「もったいない」
法話
2014/11/15
2014年11月15日放送
早いもので11月を迎え、そろそろ年末年始の準備を始めているところでしょうか。 特にこの時期はお参りにお伺いいたしますと、お仏壇に新鮮でおいしそうな果物や野菜が並んでおります。その他にもご先祖様への心がこもったお供えや、故人が好きだったのだろうと思われるものがお供えされているものを拝見すると、ご先祖様への感謝の気持ちが伝ってまいります。

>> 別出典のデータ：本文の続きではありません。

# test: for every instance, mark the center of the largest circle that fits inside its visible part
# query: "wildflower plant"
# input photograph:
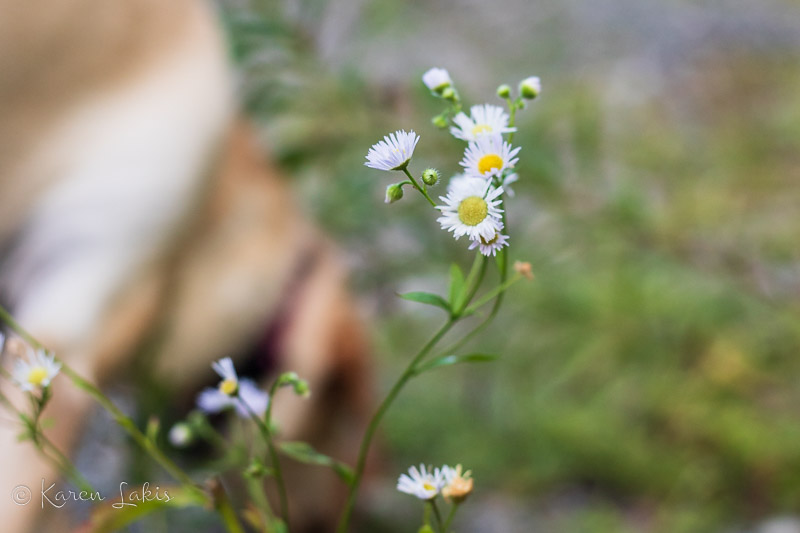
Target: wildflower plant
(471, 207)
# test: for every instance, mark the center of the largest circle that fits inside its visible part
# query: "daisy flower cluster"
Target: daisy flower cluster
(243, 395)
(427, 483)
(474, 203)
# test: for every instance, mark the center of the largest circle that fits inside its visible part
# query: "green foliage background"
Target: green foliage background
(649, 378)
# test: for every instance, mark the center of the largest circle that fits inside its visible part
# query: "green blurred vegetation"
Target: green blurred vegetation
(652, 367)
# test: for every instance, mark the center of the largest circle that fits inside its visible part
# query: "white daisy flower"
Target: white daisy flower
(471, 209)
(489, 156)
(437, 79)
(424, 483)
(230, 381)
(37, 372)
(249, 395)
(483, 120)
(490, 246)
(393, 152)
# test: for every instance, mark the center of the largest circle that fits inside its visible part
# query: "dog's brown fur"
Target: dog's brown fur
(237, 263)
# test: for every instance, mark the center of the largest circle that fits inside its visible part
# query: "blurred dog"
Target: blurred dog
(134, 205)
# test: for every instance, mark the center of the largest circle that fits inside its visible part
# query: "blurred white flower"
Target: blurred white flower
(483, 120)
(437, 79)
(471, 209)
(490, 246)
(457, 485)
(393, 152)
(37, 372)
(249, 395)
(424, 483)
(230, 381)
(489, 156)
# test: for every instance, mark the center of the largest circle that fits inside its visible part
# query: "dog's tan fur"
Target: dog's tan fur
(226, 253)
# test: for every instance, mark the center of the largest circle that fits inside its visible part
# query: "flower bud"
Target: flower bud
(291, 379)
(440, 121)
(256, 470)
(437, 80)
(430, 176)
(504, 91)
(393, 193)
(529, 88)
(181, 435)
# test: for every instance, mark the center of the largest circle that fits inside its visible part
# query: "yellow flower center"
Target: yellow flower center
(490, 162)
(229, 387)
(473, 210)
(490, 241)
(37, 375)
(481, 128)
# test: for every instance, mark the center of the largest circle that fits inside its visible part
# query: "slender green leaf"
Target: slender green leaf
(304, 453)
(426, 298)
(449, 360)
(457, 286)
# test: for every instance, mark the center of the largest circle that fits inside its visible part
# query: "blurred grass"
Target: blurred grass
(652, 366)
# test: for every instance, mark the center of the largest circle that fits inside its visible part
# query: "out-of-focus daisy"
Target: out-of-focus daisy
(489, 156)
(230, 381)
(437, 79)
(490, 246)
(424, 483)
(471, 209)
(483, 120)
(524, 269)
(249, 395)
(37, 371)
(393, 152)
(457, 485)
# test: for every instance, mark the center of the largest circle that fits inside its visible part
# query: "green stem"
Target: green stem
(416, 185)
(255, 487)
(450, 517)
(492, 293)
(378, 416)
(512, 111)
(263, 427)
(437, 516)
(227, 513)
(474, 280)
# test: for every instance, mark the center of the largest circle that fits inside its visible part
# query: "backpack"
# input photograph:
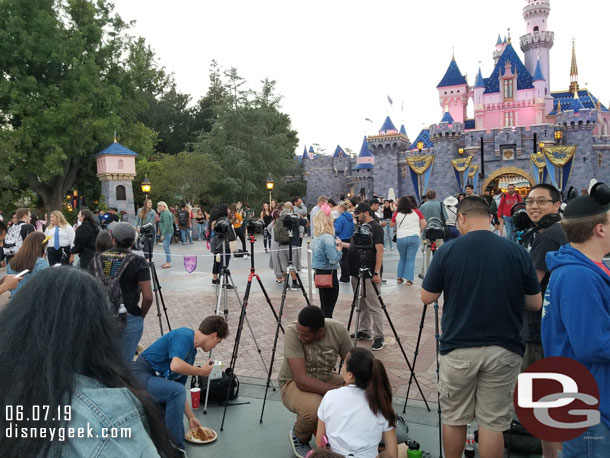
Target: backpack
(13, 240)
(280, 233)
(183, 218)
(112, 283)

現在、日本の食料自給率は約40パーセントで、その他は輸入に頼っているのだそうです。更にその輸入している食糧の三分の一は廃棄されているのだそうで、その捨てられた食糧品の量とは、なんと年間約5000万人が生活できる量だと言うのです。確かに、コンビニやスーパーなどで売れ残ったものがどうなるのかと考えますと、この数値もうなずけます。「うーん。もったいない!」
食べ物を粗末にしてはいけないということを小さいころから教えられておりますが、なかなかできないのが私たちなのでしょう。食べ物があふれているからこそ、なかなか気づかないことではありますが、お仏壇のお供え物のように、一つ一つに心を込めたならばきっと粗末にはできないと思います。
「もったいない」とは仏教語が元となっておりますが、現在ではそれが転じて「物の価値を十分に活かしきれておらず無駄になっている」状態を表しております。物の価値を活かすか否かは自分次第です。一人ひとりの小さな心掛けが日本や世界を変えるのです。共に実践してまいりましょう。